Friday, February 14, 2025

What Happens to us When We Worship Together? Can We Be Transformed?

 



Consider 2 Corinthians 3:16-18 MSG


Whenever, though, they turn to face God as Moses did, God removes the veil and there they are—face-to-face! They suddenly recognize that God is a living, personal presence, not a piece of chiseled stone. And when God is personally present, a living Spirit, that old, constricting legislation is recognized as obsolete. We’re free of it! All of us! Nothing between us and God, our faces shining with the brightness of his face. And so we are transfigured much like the Messiah, our lives gradually becoming brighter and more beautiful as God enters our lives and we become like him.


Every week, as we gather in the Living Room of Love, Rev. Donna reminds us that God is always there first.


We enter the chapel, greet each other, and leave the world outside. We turn to face God as Moses did. Wow…really?  Can I honestly say that I am doing justice to this opportunity every single week? 


No, I cannot. Sometimes I find it difficult to leave outside whatever I am thinking about. Sometimes I am worried that I'll sing the wrong note or say the wrong thing. 

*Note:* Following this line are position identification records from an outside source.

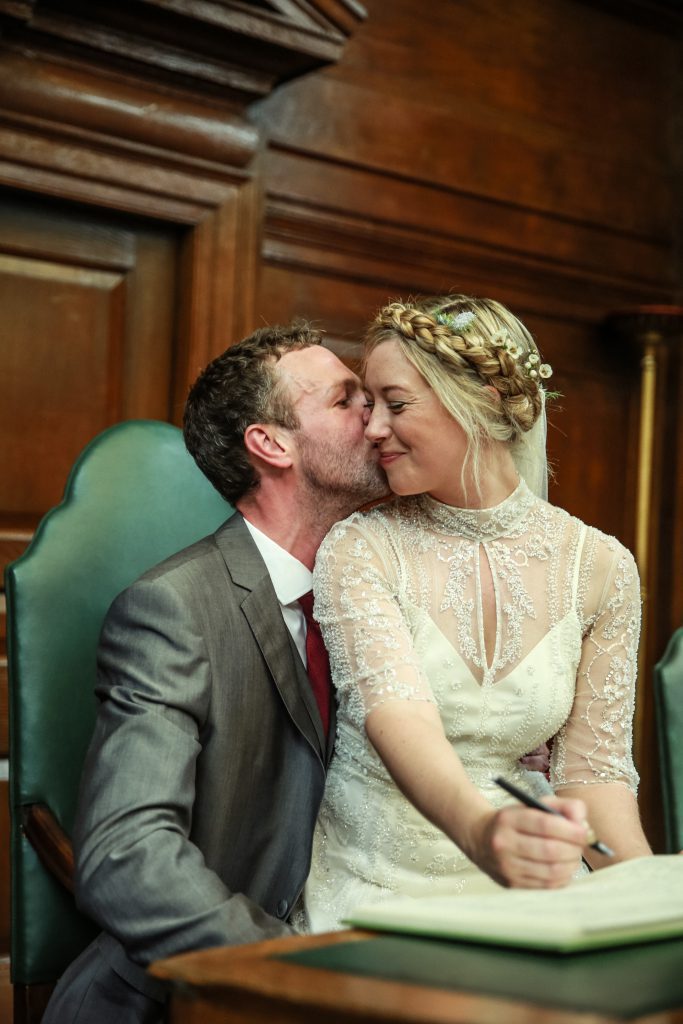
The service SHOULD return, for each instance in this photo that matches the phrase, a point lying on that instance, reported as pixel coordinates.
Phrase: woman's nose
(376, 428)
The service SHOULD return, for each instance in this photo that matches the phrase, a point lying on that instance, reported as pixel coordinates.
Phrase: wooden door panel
(87, 320)
(60, 367)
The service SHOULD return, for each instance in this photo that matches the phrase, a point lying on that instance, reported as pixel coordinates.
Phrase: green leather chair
(133, 497)
(669, 717)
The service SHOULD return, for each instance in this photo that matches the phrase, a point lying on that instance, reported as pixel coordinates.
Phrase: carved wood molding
(235, 48)
(317, 239)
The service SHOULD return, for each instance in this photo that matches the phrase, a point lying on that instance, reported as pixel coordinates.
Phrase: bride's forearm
(612, 813)
(410, 739)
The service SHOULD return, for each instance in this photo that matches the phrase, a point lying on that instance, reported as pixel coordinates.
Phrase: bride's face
(421, 446)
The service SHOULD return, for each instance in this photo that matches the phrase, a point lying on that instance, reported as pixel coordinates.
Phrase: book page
(641, 898)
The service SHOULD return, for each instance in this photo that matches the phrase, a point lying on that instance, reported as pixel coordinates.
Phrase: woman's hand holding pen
(523, 848)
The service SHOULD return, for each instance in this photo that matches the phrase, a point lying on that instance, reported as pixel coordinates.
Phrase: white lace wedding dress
(398, 597)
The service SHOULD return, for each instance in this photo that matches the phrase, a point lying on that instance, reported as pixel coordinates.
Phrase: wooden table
(363, 978)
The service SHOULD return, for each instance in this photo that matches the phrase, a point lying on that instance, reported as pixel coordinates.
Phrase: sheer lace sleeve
(595, 744)
(360, 606)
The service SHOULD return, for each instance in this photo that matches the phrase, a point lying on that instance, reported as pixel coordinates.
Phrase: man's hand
(526, 849)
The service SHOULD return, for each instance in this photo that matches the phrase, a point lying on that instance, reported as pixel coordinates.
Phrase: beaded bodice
(493, 585)
(518, 622)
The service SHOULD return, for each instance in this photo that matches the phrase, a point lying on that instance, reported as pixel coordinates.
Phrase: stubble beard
(339, 481)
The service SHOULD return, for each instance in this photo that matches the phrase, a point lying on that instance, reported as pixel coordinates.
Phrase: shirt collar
(290, 578)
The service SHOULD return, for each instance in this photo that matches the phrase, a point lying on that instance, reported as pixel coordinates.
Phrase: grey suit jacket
(206, 769)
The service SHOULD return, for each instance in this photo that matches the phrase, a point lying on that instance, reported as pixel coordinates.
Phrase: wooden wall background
(173, 174)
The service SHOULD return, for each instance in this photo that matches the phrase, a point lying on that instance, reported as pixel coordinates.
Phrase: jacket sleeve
(139, 876)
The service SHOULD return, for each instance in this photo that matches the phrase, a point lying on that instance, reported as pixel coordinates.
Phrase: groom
(207, 766)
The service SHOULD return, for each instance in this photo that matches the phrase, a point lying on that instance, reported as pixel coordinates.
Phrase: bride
(468, 622)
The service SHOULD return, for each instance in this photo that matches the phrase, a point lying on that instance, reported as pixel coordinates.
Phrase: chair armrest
(50, 843)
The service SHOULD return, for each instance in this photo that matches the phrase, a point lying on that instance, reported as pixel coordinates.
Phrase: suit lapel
(262, 611)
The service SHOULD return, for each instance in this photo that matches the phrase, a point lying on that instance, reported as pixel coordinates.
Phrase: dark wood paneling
(88, 317)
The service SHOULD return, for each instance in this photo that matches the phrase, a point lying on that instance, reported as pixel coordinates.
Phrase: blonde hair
(474, 354)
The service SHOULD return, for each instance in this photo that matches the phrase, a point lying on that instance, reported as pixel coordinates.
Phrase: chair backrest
(133, 497)
(669, 715)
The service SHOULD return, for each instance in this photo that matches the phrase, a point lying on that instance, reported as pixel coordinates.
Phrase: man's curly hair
(239, 388)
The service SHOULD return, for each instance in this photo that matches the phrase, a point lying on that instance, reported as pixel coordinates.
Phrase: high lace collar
(481, 524)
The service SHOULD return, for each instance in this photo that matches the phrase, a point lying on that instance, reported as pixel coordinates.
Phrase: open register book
(636, 901)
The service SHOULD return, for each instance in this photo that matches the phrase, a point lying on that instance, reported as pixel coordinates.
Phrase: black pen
(526, 798)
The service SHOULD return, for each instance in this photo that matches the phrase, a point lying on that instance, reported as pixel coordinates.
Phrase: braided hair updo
(459, 343)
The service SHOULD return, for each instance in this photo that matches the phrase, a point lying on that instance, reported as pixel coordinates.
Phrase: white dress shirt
(290, 579)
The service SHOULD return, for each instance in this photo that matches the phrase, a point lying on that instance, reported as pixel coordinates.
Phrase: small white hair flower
(457, 322)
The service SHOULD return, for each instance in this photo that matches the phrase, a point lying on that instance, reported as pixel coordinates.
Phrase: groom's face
(333, 454)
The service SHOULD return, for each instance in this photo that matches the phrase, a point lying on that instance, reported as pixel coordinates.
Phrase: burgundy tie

But I do want to do the very best that I can.  Because I know that if I put my heart and soul into worship, I just might be transformed by it. 


How about CVC, is the group transformed?  If we put our hearts and souls into worship and show up for each other, perhaps St. Paul is suggesting that the group will be transfigured much like the Messiah, our lives gradually becoming brighter and more beautiful as God enters our lives and we become like him.


In Worship this week, we will read more of what St. Paul wrote about this group, this body of Christ, to the church in Corinth. 


 1 Corinthians 12:12b-13 (MSG)


Your body has many parts—limbs, organs, cells, but no matter how many parts you can name,   you’re still one body. It’s exactly the same with Christ. By means of his one Spirit, we all said good-bye to our partial and piecemeal lives.  We each used to independently call our own shots, but then we entered into a large and integrated life in which he has the final say in everything. (This is what we proclaimed in word and action when we were baptized.) Each of us is now a part of his resurrection body, refreshed and sustained at one fountain—his Spirit—where we all come to drink. The old labels we once used to identify ourselves—labels like Jew or Greek, slave or free—are no longer useful. We need something larger, more comprehensive.

Colossians 3. 15-17 (MSG)

Let the peace of Christ keep you in tune with each other, in step with each other. None of this going off and doing your own thing.  And cultivate thankfulness.